OBJECTIVE: To identify target areas for interventions to improve communication between pediatric generalists (PCPs) and pediatric subspecialists (SPs) in the outpatient care of children with chronic conditions. METHODS: We constructed a 4-page mailed questionnaire probing communication practices, opinions about the role of communication in care, and perceived barriers and facilitators to PCP-SP communication in the care of children with chronic conditions. In the spring of 2001, we surveyed all 495 New England SPs who were members of the American Academy of Pediatrics (AAP) and/or SP societies and a random sample of 495 generalist AAP members in New England. Eligible were those actively providing outpatient care. Most items were rated on a 5-point scale. RESULTS: Of those eligible, 48% (412/860) completed the questionnaire. Although 98% of respondents agreed that communication was important for good care, reported practices reflected large gaps in this area. Frequent receipt (>60% of the time) of communication about an initial referral was reported by only 28% of SPs. Barriers reported as most important involved inefficiencies in telephone contact, transcription delay, and failure to keep all providers informed when >1 specialist is involved. Important facilitators included letters or phone calls at or before the time of consultation, and clear and specific referral questions from PCPs. PCPs saw communication as more of a problem than did SPs (40% vs 28%), and reported several barriers as more important. Although 86% of respondents had access to e-mail in their practices, <20% used it often. CONCLUSIONS: PCPs and SPs sharing care for children with chronic conditions are troubled by their frequent failure or inability to contact their colleagues by phone and letter. PCPs communicate less frequently than SPs yet perceive more problems with communication. Interventions to promote efficient contact between providers at or before the time of subspecialty visits can lead to improved coordination of care, which in turn may better meet the needs of families.

Generalist-subspecialist communication about children with chronic conditions: an analysis of physician focus groups.

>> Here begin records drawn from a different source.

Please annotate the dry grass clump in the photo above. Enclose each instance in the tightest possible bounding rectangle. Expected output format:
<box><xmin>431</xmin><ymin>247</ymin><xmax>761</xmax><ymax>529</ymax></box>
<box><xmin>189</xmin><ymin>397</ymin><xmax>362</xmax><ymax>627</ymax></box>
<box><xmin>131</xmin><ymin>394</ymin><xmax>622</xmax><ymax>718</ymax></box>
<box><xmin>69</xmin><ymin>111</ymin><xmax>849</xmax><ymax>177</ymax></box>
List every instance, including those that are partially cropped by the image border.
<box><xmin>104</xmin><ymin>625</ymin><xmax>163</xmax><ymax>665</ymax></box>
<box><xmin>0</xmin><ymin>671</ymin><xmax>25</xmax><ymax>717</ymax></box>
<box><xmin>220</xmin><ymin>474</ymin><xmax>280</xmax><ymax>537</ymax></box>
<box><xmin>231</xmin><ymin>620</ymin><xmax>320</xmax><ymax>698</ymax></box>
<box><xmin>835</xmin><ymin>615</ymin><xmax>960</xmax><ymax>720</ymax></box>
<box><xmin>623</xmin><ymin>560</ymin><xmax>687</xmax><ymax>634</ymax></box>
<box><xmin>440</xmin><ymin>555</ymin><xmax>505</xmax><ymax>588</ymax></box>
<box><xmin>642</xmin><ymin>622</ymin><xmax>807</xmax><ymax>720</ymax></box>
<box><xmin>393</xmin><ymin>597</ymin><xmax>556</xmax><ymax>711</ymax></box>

OBJECTIVE: To describe barriers and facilitators to effective generalist-subspecialist communication in the care of children with chronic conditions. METHODS: We conducted 5 focus groups with 14 general pediatricians and 10 pediatric specialty providers to discuss factors that facilitate or obstruct effective communication. The specialty groups included 2 nurse practitioners; the rest were pediatricians from an academic medical center and the surrounding community. We performed a content analysis to generate groups of themes and classify them as barriers or facilitators, and we returned to the participants to solicit their feedback. RESULTS: We identified 201 themes in 6 domains: the method, content, and timing of communication; system factors; provider education; and interpersonal issues. Barriers to communication mostly involved the method of communication and system factors. Most facilitating themes promoted timely communication, understanding of the reasons for referral and the nature of the child's condition, or appropriate definition of generalist and specialist roles. Participants described numerous examples where communication had direct effects on patient outcomes. Generalists and specialists agreed on many issues, although specialists discussed the pros and cons of curbside consults at length whereas generalists emphasized the importance of their own education in the referral-consultation process. CONCLUSIONS: Efforts to improve communication between pediatric generalists and specialists in the care of children with chronic conditions should emphasize the importance of timely information transfer. The content of messages is important, but lack of receipt when needed is more of a problem. Improving generalist-subspecialist communication has great potential to improve the quality of care.